Koch, M.: Zwischen Lärm und Stille. Tinnitus – Ein echtes Problem? Naturheilpraxis 11/2025, S. 38–41. Mit freundlicher Genehmigung des Richard Pflaum Verlag GmbH & Co. KG (Naturheilpraxis), ursprünglich veröffentlicht in den entsprechenden Publikationen.
Rechte
Die Rechte an den Beiträgen liegen bei den jeweiligen Verlagen; die Bereitstellung erfolgt mit deren Genehmigung. Eine Weitergabe im Kollegenkreis ist erwünscht, eine Veröffentlichung an anderer Stelle bedarf der Zustimmung des jeweiligen Verlags.
Für die in der Naturheilpraxis erschienenen Beiträge gilt: Mit freundlicher Genehmigung des Richard Pflaum Verlag GmbH & Co. KG (Naturheilpraxis), ursprünglich veröffentlicht in den entsprechenden Publikationen.

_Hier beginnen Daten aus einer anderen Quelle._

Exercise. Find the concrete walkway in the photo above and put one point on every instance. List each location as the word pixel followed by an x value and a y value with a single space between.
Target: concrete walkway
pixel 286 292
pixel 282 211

Die Beiträge sind Autorenabdrucke aus der Zeitschrift und können Anzeigen Dritter enthalten. Diese sind nicht Teil des Fachbeitrags und stellen keine Empfehlung der Praxis dar.
WISSEN WEITERGEBEN
Vorträge und Lehre
Neben der Praxis unterrichtet Mariella K. Koch angehende Osteopathinnen, Heilpraktikerinnen und Fachkräfte aus der Zahnmedizin.
Zahnmedizin
Dozentin an der Europäischen Akademie für zahnärztliche Fort- und Weiterbildung (eazf) in München und Nürnberg, unter anderem im Kursprogramm der Ausbildung zur Dentalhygienikerin.
Osteopathie
Unterricht an der LIONA Osteopathieausbildung zu unterschiedlichen Themen – von wissenschaftlichem Arbeiten über die Behandlung von Schilddrüse und weiteren Hormondrüsen bis zu Urogenitalbereich und Thorax mit Herz und Lunge.
Heilpraktik
Dozentin an der LIONA Heilpraktikerausbildung.
Im eigenen Team
Alle drei Wochen zwei Stunden interne Fortbildung zu CMD und Kiefergelenk, allgemeiner Osteopathie, Stress und Behandlungstechniken – dazu alle drei Wochen eine Stunde gemeinsame Fallbesprechung.